7 Steps to Help Students Succeed on Assessments

So I categorized these answers to create a short list of seven categories that help with my own strategizing. But they come with the full knowledge that the student must also work to change their habits if failure is to be avoided.

  1. HELP LIMIT DISTRACTIONS – As we move deeper and deeper into a 1:1 world, this takes thinking about. For instance, I’m learning to make YouTube playlists rather than simply send out a link to a video. I’m using more tools that help block ads. All of these lead to over-stimulation online.
  1. HELP THEM DEVELOP A MORE POSITIVE VOICE – When we are already convinced we’ll fail, we will. Help students learn that intelligence is flexible. Give them honest praise as they informally show you successes.
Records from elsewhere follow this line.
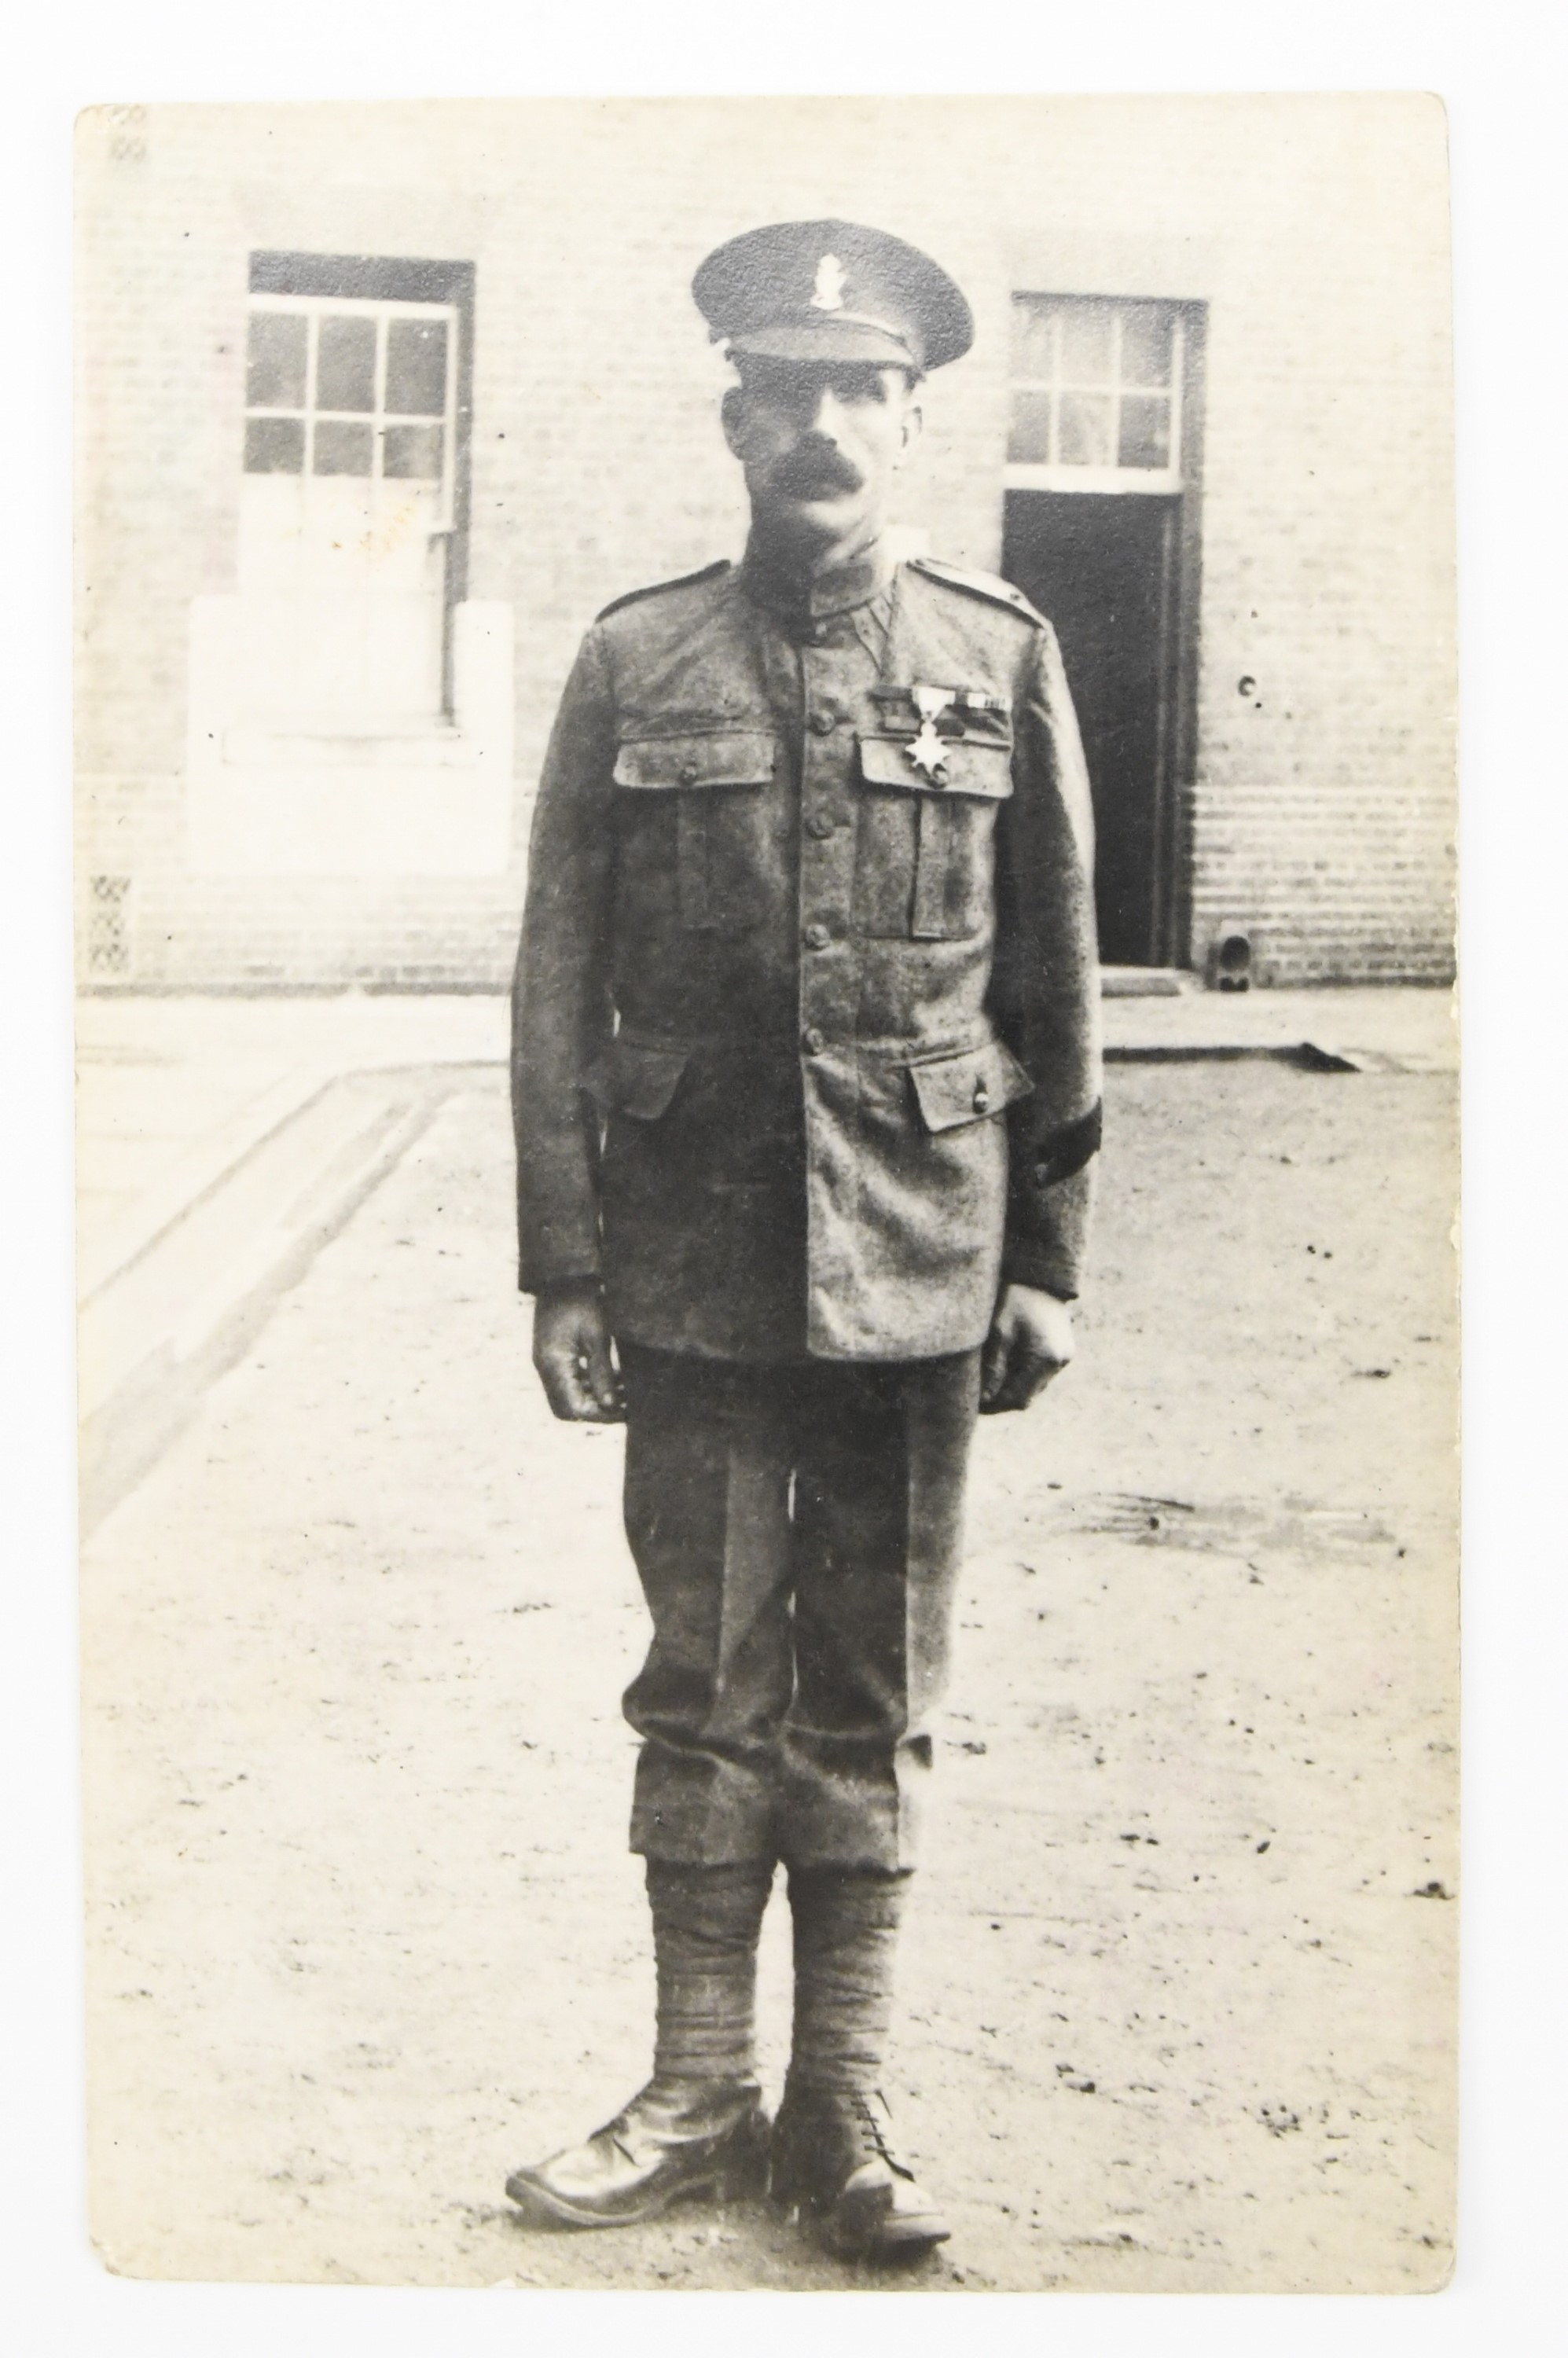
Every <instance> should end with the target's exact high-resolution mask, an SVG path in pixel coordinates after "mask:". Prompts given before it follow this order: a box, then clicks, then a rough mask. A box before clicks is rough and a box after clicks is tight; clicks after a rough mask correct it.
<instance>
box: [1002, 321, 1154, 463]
mask: <svg viewBox="0 0 1568 2358" xmlns="http://www.w3.org/2000/svg"><path fill="white" fill-rule="evenodd" d="M1028 302H1042V304H1045V302H1049V304H1056V307H1061V309H1066V307H1068V304H1080V307H1085V309H1099V311H1108V314H1111V365H1108V373H1106V377H1103V382H1094V384H1073V382H1066V380H1063V368H1061V316H1056V318H1054V321H1052V354H1054V361H1056V368H1054V373H1052V375H1049V377H1021V375H1014V370H1012V365H1009V373H1007V436H1009V441H1012V399H1014V394H1047V396H1049V403H1052V446H1054V448H1056V450H1059V448H1061V399H1063V394H1075V391H1087V394H1108V396H1111V399H1113V403H1115V410H1113V424H1115V429H1118V434H1120V403H1122V396H1125V394H1132V396H1137V394H1155V391H1158V394H1165V396H1167V401H1170V465H1165V467H1122V465H1115V467H1092V465H1078V462H1075V460H1063V457H1054V460H1012V457H1009V460H1004V465H1002V486H1004V490H1096V493H1132V495H1139V493H1141V495H1158V498H1170V495H1172V493H1179V490H1184V488H1186V474H1184V432H1186V417H1184V408H1186V401H1184V394H1186V375H1188V304H1181V302H1172V299H1170V297H1160V295H1082V292H1078V295H1059V292H1052V290H1049V288H1014V290H1012V304H1014V307H1019V304H1028ZM1132 309H1160V311H1165V314H1167V318H1170V337H1172V342H1170V380H1167V384H1160V387H1155V384H1134V382H1125V380H1122V321H1125V316H1127V311H1132Z"/></svg>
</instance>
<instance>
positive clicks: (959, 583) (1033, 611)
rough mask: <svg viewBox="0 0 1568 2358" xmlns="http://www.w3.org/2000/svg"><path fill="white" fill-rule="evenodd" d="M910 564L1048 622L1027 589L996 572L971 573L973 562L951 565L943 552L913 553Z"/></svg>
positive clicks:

Success doesn’t need to be measured by assessments alone.
  1. HELP MAKE THE MATERIAL MORE ENGAGING – We need to put more effort into making our lessons more engaging and meaningful. That doesn’t mean fun; it means making our lessons something they want to learn.
  1. HELP THEM TAKE OWNERSHIP OF WHAT THEY HAVE TO DO THEMSELVES – Give them the list of what they are responsible to do. This “I don’t read the directions” thing is a chronic problem, but we can’t do it for them. They also need to be their own advocate, to ask questions, and insist on clarification. They must learn to raise their hand. They also need to get to sleep at a reasonable time! Hint: some students aren’t mature enough to do this themselves; you have to enlist parent support.
  1. TEACH THEM ACADEMIC VOCABULARY – Teach them the language of the tests. It’s a specific genre and requires targeted lessons and reinforcement. Use these words in class regularly and praise students for using them as well.
  1. SCORE BASED ON CONTENT KNOWLEDGE – Find ways to assess students in different ways. A student who struggles with writing can justify their mathematical equation orally or via Screencastify. A student who shuts down in front of the class might need to pre-record their response or produce a mini-project or written response instead.  Unless they are being assessed on writing itself, find other ways to assess how they communicate your content.
  1. TO GET MORE QUALITY, LIMIT THE QUANTITY OF TEXT ON AN ASSESSMENT – On our assessments, really determine what’s necessary and what’s redundant. Analyze if every excerpt and every question is really necessary to assess for content knowledge. We aren’t in the business of punishing a struggling student by giving them an excruciating assessment. It makes them hate reading and makes it harder for you to assess what they really know.

Iend this with a note to self and a call to action: let’s start, as a profession, to think about ways we might be able to become a more positive voice in their heads. We need to be the hopeful and persistent whisper that balances out their internal negative scream.